Tunks, in heavy-duty blue overalls, a grimy bag of tools on the ground beside him, was busy inspecting the locks.
Grace climbed out of the car, holding his torch, and greeted his colleague, then nodded towards the last of the garages in the row. ‘This the one?’
‘Yep. No. 17, not very clearly marked.’ Branson double-checked the search warrant that had been signed half an hour ago by a local magistrate. ‘Yep.’
‘Blimey,’ Tunks said. ‘What’s he got in there? The blooming crown jewels?’
‘Does seem a lot of locks,’ Grace agreed.
‘Whoever’s had these put on isn’t messing about. I’ll guarantee the door’s reinforced behind too.’

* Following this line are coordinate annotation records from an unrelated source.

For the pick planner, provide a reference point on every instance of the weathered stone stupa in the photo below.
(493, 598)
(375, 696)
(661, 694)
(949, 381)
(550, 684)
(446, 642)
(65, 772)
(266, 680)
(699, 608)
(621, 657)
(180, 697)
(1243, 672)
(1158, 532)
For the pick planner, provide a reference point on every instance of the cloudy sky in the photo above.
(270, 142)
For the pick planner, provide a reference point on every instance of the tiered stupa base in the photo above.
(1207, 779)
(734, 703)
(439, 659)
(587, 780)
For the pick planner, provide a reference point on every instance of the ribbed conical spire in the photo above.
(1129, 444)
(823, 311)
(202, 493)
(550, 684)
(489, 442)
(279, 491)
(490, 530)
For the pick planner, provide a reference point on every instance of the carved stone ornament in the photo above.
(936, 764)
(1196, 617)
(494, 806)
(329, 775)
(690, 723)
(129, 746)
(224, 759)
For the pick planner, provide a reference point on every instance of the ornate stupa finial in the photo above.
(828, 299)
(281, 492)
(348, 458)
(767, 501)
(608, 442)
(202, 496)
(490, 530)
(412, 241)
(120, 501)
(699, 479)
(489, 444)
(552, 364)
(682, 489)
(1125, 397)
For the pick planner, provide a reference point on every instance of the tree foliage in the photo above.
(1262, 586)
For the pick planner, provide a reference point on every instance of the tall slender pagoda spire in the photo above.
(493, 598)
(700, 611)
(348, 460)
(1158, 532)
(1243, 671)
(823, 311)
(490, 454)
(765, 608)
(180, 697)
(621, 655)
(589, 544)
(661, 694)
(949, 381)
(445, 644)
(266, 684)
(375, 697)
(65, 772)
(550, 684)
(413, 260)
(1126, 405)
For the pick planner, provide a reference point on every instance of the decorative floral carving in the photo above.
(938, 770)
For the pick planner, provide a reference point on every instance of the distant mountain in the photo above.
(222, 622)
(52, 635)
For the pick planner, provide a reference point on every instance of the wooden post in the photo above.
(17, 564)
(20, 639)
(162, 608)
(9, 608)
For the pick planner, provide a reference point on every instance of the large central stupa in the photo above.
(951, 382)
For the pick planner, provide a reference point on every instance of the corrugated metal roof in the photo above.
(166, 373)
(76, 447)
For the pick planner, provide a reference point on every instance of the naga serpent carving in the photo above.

Grace detected a degree of grudging respect in his voice. The recognition of one professional’s work by another.
While Tunks applied himself to his task, Grace stood rubbing his hands against the cold. ‘What do we know about the owner of this garage?’ he asked Branson.
‘I’m on to it. Got two PCSOs going round the apartment block now so see if anyone knows who the owner is, or at least one of the tenants. Otherwise I’ll see what we can get from the Land Registry online.’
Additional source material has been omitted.